Shamaeel maintains that there is a 2-3 month rotation period, but stock is prepared well in advance of fashion week, in fact, she had already shipped out the collection to India before it exhibited in Karachi, as she explains the aspect of “rolling it out.”
Nida Azwer's collection, titled 'Arabesque'. -Photos by Tapu Javeri |
Well-versed in the production aspect, she is sending her current collection to several other retail outlets within Pakistan, as well as, Singapore and Dubai. Nida Azwer along with supplying to nationwide stores, will be exporting her current collection to eight international locations.
“You have to keep a chain going, but one does need a healthy financial status to keep it this way” Shamaeel maintains.
Zahir Rahimtoola, CEO of the multi-brand store Labels, and one of the first retailers to offer looks for sale on his e-store Labels, straight off the runway, points out the most basic drawbacks even within this mechanism. Our fashion industry is not yet equipped to supply to international markets lacking industry-wide standardisation of sizes, quality control mechanisms, etc, he says.

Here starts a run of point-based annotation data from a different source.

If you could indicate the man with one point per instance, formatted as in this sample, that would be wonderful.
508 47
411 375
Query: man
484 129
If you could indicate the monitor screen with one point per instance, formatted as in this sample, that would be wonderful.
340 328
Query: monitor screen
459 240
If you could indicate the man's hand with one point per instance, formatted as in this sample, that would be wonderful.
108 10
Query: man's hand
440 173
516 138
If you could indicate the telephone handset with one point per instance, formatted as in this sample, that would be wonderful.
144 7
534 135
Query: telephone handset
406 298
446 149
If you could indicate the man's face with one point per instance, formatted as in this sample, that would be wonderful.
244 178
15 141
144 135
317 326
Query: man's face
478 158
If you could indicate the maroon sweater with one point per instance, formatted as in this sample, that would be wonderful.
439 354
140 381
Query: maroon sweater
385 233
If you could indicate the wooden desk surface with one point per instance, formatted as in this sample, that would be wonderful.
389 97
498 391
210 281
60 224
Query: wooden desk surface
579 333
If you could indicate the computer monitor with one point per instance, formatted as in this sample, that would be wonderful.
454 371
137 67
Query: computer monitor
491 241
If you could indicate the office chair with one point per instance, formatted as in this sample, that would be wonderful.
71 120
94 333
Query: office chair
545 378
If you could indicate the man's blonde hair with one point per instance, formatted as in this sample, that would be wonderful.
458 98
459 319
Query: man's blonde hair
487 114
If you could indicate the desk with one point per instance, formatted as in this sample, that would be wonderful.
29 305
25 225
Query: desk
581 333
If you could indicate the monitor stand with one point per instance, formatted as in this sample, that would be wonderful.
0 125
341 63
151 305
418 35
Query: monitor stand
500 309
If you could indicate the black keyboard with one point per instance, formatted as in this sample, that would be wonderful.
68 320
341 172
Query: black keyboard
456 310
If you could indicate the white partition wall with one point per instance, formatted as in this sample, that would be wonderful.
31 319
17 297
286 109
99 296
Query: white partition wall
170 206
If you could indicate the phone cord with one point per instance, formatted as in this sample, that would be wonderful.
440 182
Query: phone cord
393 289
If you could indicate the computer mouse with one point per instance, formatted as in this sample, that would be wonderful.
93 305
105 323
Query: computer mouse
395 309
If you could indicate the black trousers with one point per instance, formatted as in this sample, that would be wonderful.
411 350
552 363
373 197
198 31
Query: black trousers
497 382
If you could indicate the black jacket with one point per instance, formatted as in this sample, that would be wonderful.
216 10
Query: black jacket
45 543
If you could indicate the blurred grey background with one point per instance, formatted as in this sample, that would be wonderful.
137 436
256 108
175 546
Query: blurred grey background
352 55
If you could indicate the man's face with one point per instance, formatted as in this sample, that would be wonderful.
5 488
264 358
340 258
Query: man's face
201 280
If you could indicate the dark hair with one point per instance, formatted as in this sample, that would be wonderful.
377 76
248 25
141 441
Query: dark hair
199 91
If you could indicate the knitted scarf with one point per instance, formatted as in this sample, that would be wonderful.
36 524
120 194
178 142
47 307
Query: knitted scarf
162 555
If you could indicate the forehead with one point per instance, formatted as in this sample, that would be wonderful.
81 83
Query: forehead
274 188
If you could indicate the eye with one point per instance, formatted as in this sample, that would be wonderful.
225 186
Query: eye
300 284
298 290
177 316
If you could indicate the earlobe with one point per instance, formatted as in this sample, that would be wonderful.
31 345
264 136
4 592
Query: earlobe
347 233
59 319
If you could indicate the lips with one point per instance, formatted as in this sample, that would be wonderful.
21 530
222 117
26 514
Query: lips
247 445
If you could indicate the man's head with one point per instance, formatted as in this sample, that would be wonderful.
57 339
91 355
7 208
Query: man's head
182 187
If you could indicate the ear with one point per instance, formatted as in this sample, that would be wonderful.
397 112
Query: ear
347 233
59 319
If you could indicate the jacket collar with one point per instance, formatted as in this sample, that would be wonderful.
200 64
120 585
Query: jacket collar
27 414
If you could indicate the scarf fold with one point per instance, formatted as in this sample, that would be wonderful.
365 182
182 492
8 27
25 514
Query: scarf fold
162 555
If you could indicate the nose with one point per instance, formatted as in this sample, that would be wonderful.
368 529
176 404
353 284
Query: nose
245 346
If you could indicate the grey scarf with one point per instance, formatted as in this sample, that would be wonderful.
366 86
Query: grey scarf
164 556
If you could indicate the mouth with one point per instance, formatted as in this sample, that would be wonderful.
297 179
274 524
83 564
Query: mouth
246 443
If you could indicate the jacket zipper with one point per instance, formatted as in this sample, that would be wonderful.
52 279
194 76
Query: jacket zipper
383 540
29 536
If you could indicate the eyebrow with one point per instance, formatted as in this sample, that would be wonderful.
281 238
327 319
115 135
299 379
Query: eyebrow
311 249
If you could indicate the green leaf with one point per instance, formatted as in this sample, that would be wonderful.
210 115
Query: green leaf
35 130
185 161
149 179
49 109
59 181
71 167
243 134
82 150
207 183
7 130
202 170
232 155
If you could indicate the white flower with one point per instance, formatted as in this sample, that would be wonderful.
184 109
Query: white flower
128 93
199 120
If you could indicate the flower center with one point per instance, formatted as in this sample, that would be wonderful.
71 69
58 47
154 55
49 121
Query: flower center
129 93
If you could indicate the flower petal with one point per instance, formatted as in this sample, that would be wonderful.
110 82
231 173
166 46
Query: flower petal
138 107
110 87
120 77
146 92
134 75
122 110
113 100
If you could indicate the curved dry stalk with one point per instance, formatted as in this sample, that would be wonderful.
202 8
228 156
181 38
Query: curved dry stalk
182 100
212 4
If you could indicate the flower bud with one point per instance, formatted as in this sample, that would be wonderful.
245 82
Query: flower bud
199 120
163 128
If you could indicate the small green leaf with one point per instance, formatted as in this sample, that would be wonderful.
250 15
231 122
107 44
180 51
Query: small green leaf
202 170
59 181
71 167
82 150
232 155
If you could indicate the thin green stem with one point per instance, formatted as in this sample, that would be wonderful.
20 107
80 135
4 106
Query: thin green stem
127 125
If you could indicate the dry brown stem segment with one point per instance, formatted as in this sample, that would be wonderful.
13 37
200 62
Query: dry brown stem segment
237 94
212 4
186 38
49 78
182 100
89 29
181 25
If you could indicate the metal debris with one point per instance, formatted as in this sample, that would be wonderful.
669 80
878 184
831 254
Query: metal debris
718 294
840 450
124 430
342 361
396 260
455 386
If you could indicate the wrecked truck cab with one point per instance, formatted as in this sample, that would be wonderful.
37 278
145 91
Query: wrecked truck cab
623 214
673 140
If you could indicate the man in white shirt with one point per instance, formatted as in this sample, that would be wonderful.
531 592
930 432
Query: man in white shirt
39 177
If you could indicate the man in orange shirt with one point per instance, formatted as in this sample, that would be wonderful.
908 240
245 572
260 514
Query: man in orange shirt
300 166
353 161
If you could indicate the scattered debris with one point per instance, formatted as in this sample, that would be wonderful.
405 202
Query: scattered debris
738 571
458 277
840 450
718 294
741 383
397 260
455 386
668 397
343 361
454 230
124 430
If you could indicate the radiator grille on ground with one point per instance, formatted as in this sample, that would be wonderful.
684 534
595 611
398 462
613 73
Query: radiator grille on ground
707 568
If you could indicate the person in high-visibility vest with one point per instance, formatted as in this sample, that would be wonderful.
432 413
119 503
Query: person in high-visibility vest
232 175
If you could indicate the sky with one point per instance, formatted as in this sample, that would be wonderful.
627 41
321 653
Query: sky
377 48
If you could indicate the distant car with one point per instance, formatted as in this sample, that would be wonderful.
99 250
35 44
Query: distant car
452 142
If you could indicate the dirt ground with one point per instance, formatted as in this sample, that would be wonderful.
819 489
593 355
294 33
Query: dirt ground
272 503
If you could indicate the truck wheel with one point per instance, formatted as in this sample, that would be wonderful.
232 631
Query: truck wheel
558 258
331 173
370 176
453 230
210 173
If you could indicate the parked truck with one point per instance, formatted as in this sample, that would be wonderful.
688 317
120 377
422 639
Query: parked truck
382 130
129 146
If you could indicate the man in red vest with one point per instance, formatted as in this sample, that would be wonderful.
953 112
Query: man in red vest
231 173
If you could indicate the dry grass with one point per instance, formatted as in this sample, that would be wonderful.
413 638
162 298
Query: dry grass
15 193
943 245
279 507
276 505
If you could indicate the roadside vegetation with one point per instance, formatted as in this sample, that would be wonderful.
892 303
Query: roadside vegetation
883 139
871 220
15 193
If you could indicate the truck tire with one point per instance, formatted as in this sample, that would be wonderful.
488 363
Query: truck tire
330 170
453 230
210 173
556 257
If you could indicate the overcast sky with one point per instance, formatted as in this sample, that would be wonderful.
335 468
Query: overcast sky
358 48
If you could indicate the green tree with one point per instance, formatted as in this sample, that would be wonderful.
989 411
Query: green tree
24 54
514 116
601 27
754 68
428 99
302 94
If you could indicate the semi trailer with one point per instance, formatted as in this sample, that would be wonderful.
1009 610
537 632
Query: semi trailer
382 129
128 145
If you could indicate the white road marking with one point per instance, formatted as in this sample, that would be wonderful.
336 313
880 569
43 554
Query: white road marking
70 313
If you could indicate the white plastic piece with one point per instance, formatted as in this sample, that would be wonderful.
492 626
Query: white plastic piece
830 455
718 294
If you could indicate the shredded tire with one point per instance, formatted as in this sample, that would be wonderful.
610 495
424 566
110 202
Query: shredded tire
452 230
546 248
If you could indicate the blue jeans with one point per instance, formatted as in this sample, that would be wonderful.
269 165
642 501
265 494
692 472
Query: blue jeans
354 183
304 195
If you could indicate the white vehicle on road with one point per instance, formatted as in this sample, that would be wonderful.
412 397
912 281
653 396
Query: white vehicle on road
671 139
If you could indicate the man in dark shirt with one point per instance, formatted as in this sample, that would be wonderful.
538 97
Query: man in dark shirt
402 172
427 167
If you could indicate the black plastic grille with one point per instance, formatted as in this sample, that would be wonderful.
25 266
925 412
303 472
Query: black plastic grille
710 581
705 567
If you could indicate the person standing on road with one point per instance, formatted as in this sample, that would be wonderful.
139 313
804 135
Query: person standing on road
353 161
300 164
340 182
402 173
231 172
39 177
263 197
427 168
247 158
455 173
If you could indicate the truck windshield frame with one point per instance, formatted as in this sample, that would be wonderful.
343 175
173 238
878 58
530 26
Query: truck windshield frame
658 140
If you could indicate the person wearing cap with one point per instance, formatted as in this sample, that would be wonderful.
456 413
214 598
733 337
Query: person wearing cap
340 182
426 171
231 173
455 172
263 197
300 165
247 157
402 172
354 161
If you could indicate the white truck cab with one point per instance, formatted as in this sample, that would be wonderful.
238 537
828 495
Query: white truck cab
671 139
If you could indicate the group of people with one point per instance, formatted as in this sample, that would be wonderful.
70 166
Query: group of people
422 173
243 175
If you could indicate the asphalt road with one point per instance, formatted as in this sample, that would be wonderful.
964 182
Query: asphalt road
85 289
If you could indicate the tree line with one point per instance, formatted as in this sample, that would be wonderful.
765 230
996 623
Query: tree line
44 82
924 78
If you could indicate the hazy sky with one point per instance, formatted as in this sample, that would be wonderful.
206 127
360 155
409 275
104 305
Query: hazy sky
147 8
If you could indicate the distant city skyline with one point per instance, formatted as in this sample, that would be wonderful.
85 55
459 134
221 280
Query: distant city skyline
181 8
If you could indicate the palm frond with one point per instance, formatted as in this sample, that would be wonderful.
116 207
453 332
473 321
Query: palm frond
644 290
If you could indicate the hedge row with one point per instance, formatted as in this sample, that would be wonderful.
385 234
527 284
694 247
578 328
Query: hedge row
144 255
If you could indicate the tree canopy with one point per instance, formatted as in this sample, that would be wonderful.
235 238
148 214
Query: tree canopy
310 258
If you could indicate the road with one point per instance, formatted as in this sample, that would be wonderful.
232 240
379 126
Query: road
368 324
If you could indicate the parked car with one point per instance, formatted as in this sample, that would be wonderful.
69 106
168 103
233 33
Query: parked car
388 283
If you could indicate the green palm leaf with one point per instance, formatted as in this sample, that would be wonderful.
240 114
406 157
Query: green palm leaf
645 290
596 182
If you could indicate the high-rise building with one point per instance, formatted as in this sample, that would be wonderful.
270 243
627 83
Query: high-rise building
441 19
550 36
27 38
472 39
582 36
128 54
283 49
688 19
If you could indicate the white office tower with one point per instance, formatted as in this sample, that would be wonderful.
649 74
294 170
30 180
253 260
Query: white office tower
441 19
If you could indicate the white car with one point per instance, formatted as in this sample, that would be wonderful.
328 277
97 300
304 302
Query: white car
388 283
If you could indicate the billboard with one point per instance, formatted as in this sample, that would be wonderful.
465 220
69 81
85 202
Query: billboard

Another factor cutting into retail margins is mass retail brands such as Bonanza, Nishat and Khaadi, stepping in where designers fall short to cover the retail gap, he continues.
This cycle then further dissuades designers from stepping into the retail arena as production on such a mass scale is hard to compete with, especially for those new to the industry.
Let’s not forget then, the relationship between the consumer and a design house, whether old or new, is facilitated and formed by the fashion council, who provide designers a platform to showcase their latest wares. To what extent then do fashion councils help facilitate the business process of showcasing fashion?
“The councils not only invite the press, but a lot of buyers as well, not just retailers but private customers as well.” Says Shamaeel. Umair Tabani agrees, “There is great exposure to media, buyers and potential business collaborations.”
Nida Azwer especially applauds the platform in encouraging young designers, and reminds us that whether able to create their own production lines or not, there is always the possibility of a young designer being recruited by a larger design house to freelance, etc.
Sania Maskatiya's collection, titled 'Dancing Dolls'. -Photos by Tapu Javeri |
It seems that everything may be agreeable in this formula, creative designs, a successful showcase at FPW and appreciative audience and buyers. But at the end of it all, if a designer him/herself does not take the initiative to sell his designs, there’s precious little the council can do to change this. Especially when the media cannot guarantee exposure, as only favorable collections are likely to be covered.
Shamaeel blames it more on a business sensibility that one must formulate.
“More than production capability, it has to do with ethos,” she explains. A business sensibility or model is imperative to create a niche. Zahir agrees, stressing how 70 per cent of a fashion week has to be focused on the business aspect of it, until which no real change will come about.
In fact, there is always a way to reach out to the consumer, even if your production processes are not up to mark.
“When we’ve had production problems, we’ve taken orders on them, but we’ve always made clothes that can sell. And that’s the mark of a mature designer,” she concludes.